03:48Vos clients, aujourd'hui, c'est qui ? Et ceux de demain, ce sera qui ?
03:51Est-ce que l'État, qui finalement a un grand enjeu là-dedans, va aussi participer à ce développement de
03:58Néosem ?
03:59Alors, l'État a déjà participé, puisqu'on est lauréat France 2030.
04:03Donc, l'État nous a aidés, on rentre dans des politiques d'État, la France est en avance sur ces
04:10thématiques au niveau européen.
04:12Donc, l'État nous a aidés, la BPI nous a aidés, c'est un projet collectif, vraiment c'est un
04:17projet collectif, on a eu énormément d'aides.
04:19Et là, récemment, on a le Crédit Mutuel Impact, donc du groupe Crédit Mutuel, qui est rentré au capital de
04:25la société pour 17 millions d'euros.
04:27Donc, significatif, pour nous, ça fait une énorme différence, et qui vient compléter notre table de capitalisation,
04:34qui va nous permettre d'augmenter notre capacité, de nous accompagner dans notre développement.
04:37À combien vous allez augmenter vos capacités ? L'objectif, c'est quoi pour le moment ?
04:41Alors, on est sur un marché de, dans les bonnes années, on était aux alentours de 17 millions de tonnes.
04:47Là, aujourd'hui, on est plutôt sur un marché qui va être à 14-15, à mon avis, parce qu
04:51'il y a une tension sur la construction qui est assez forte.
04:54Nous, on est tout petit, on est encore tout petit, on va faire 100 000 tonnes.
04:58Et pourtant, 100 000 tonnes, avec 100 000 tonnes, on peut faire 3 millions de tonnes de béton.
05:02Ça vous donne une idée des proportions de ce marché, c'est absolument colossal.
05:06Avec ces capitaux, on va pouvoir passer notre production de 100 000 tonnes à 200 000 tonnes.
05:12Donc, ça commence à peser, c'est pas insignifiant, mais on a encore un chemin absolument colossal à réaliser dans
05:18les prochaines années.
05:18En termes d'embauche, pour finir, ça va donner quoi ? Vous êtes quoi, 20 salariés aujourd'hui ?
05:22Aujourd'hui, on est une grosse vingtaine de salariés.
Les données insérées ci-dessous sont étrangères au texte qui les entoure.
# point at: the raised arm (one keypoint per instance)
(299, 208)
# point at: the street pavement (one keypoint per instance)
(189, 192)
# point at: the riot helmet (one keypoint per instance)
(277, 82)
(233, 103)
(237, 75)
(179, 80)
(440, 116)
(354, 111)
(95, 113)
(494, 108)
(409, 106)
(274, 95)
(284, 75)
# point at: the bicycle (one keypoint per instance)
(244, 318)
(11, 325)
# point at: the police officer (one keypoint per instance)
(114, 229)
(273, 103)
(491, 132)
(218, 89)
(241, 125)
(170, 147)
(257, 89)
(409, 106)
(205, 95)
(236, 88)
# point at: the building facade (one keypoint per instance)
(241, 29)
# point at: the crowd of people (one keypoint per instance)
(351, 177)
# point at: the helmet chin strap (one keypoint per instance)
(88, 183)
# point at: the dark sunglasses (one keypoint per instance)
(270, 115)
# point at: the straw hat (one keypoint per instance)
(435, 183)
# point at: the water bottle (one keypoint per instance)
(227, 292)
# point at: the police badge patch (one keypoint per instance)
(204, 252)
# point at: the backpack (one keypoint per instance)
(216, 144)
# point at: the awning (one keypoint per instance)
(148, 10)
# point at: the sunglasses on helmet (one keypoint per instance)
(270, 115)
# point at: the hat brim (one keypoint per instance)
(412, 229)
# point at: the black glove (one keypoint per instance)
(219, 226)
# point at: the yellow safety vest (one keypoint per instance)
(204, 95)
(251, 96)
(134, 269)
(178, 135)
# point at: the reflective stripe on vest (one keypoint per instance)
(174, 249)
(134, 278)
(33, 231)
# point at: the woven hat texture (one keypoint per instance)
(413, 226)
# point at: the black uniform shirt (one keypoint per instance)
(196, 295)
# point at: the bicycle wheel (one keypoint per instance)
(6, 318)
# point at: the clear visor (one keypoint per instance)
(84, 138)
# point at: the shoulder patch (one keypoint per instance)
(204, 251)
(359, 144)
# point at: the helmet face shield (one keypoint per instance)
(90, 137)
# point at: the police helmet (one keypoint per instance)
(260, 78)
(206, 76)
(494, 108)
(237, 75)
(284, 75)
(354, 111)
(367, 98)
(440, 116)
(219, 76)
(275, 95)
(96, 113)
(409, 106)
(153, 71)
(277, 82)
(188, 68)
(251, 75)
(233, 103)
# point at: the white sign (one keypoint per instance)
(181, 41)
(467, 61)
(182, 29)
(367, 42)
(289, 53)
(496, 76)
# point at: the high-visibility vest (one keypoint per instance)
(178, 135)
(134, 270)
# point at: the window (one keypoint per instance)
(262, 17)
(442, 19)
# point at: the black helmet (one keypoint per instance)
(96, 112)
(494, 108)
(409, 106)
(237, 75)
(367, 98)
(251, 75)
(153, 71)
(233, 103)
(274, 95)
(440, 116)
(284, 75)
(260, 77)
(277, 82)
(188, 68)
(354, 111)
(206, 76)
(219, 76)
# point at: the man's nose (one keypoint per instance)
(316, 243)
05:25On tourne en trois équipes, en 3-8, avec une usine qui se pilote avec trois personnes par équipe.
05:33C'est pas beaucoup, on est très, très efficace.
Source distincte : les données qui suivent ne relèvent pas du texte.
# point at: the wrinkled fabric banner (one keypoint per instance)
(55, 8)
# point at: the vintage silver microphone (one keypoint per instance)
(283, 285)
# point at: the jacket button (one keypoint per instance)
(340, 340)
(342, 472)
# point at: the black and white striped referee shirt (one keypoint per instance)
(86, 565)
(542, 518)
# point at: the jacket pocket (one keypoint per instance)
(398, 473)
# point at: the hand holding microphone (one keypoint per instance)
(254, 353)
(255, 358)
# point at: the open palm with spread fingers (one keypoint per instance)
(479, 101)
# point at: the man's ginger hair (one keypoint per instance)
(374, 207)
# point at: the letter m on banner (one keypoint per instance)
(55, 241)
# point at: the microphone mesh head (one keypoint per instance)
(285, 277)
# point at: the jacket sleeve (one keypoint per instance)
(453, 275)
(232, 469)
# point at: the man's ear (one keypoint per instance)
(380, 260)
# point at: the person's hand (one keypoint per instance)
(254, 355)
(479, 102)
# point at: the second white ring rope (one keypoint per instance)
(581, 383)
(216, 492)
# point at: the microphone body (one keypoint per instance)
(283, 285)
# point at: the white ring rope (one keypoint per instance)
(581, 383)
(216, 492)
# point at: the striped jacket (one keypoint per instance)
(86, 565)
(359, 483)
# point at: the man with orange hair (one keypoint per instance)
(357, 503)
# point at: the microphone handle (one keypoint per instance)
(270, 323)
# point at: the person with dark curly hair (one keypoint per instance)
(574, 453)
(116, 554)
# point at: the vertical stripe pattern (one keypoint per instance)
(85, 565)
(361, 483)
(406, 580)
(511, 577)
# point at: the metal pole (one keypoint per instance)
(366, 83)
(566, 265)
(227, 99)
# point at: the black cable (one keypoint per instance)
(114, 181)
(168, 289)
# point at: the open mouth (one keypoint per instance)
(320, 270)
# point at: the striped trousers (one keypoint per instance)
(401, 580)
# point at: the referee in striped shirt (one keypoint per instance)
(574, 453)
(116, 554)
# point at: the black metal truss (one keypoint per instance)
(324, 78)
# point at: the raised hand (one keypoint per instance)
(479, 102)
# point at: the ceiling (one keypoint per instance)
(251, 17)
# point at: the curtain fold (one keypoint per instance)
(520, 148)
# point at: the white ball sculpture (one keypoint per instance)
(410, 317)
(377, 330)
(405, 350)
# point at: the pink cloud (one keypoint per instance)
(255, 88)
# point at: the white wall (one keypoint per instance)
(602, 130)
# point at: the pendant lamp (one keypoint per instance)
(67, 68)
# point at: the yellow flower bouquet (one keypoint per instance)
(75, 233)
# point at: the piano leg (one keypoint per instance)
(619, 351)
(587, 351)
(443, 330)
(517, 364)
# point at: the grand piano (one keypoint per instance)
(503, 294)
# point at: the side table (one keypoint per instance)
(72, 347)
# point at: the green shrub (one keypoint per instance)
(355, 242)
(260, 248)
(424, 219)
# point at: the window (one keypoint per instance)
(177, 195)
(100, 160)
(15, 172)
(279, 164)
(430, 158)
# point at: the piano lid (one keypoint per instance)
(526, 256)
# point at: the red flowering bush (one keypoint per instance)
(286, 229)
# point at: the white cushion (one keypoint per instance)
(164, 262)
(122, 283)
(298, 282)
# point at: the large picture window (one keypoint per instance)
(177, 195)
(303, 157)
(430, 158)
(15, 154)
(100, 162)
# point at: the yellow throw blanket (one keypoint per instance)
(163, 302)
05:36Mais c'est une société qui va consommer, qui va utiliser de plus en plus de personnes
05:41et qui va travailler avec une équipe qui va être grandissante.
05:44Et on va vous suivre, évidemment, sur BFM Business.
05:46Merci beaucoup, Benjamin Constant, d'être venu cofondateur de Neosem dans la matinale de l'économie.